Num dia desses, a jornalista Carina Pereira gravou um vídeo simples que me chamou a atenção, de início, pela espontaneidade com que começou a falar. Não havia música emocionante, imagens impactantes nem qualquer recurso pensado para provocar lágrimas, mas eu não imaginava que aquelas falas me deixariam pensando em tantas coisas por tantos dias.
Ela contava sobre uma conversa que teve com sua terapeuta depois de realizar um procedimento médico. Confessou que havia sentido medo de morrer durante o exame. A terapeuta ouviu e devolveu uma pergunta que, desde então, ficou martelando na minha cabeça: "Você tem medo de morrer ou tem medo de viver?".
A diferença entre uma coisa e outra parece pequena, mas talvez esteja aí uma das maiores armadilhas da existência. O medo de morrer é inevitável, faz parte da nossa condição. Não conheço ninguém que, diante da possibilidade concreta da morte, consiga permanecer completamente indiferente. O curioso é que passamos muito menos tempo pensando no medo de viver, embora seja ele quem, silenciosamente, ocupe boa parte dos nossos dias.

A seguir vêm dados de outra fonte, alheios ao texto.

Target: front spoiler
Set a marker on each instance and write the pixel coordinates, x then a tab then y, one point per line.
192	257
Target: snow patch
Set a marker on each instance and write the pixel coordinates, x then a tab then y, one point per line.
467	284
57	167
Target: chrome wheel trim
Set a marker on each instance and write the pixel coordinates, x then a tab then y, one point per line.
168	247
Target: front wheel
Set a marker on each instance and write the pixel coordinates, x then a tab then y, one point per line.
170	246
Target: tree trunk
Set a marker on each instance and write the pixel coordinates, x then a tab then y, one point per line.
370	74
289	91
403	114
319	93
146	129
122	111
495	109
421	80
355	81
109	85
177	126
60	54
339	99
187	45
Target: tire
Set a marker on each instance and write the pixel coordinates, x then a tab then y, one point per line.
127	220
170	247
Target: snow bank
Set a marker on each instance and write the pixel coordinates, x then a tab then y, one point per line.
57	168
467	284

Anos atrás, sobrevivi a um acidente de ônibus que deixou vítimas fatais. Dois dias depois, precisei cumprir uma agenda de 18 cidades por Minas Gerais, em um projeto do Sesc. Viajei porque era preciso, mas durante muito tempo qualquer freada mais brusca, qualquer ruído inesperado ou movimento diferente fazia meu corpo acreditar que tudo estava prestes a acontecer de novo. Eu conheci um medo legítimo, concreto, daqueles que têm causa, data e memória. Nunca, porém, havia parado para perceber quantas escolhas da minha vida eram guiadas por outro medo, muito mais discreto e, por isso mesmo, mais difícil de reconhecer.
Curiosamente, a vida resolveu insistir nesse assunto ao longo desta semana. Entrevistei a escritora Clara Amorim, que falava da morte do pai e de como essa perda encontrou um lugar definitivo em sua escrita. Horas depois, conversei informalmente com o jornalista Fabiano Frade, que ainda tentava dar nome ao vazio deixado pela perda recente do pai. No dia seguinte, recebi a notícia da morte do Beto Donizete, um amigo que conheci por meio das Apacs e por quem sempre cultivei enorme respeito. Não era uma sequência de coincidências; era apenas a vida lembrando que a morte nunca deixa de caminhar ao nosso lado, ainda que façamos um esforço enorme para ignorar sua presença.
A vida atravessa a morte assim como a morte atravessa a vida. Elas não precisam ser opostas, mas devem conviver de forma amigável, como se uma desse contorno à outra. Vive-se sabendo que se vai morrer, embora a gente evite pensar e falar sobre isso. Se a consciência da despedida ocupasse cada manhã, viveríamos apenas a expectativa da perda, mesmo que ela não chegasse naquele dia. É justamente esse aparente esquecimento, ou um respeitável desprezo, que permite fazer planos, aceitar convites, comprar uma passagem para o próximo ano ou simplesmente imaginar que a semana seguinte já nos pertence. Isso não nos desobriga, porém, de prestar atenção à vida que vai acontecendo entre um plano e outro. É preciso estar atento e forte também, entendendo que o esquecimento da vida, esse sim, cobra um preço alto.
Foi por isso que a pergunta da terapeuta da Carina me pareceu maior do que uma conversa sobre a morte. Ela desloca o olhar para aquilo que fazemos enquanto estamos vivos. Não para as grandes decisões, mas para os pequenos recuos cotidianos, para as opiniões que engolimos, os afetos que adiamos, as experiências que recusamos, os riscos que nunca corremos porque alguém poderia desaprovar. No fim das contas, talvez a morte não seja a grande questão filosófica da vida. A questão deveria ser o foco na vida: o que estamos fazendo com ela enquanto ela acontece.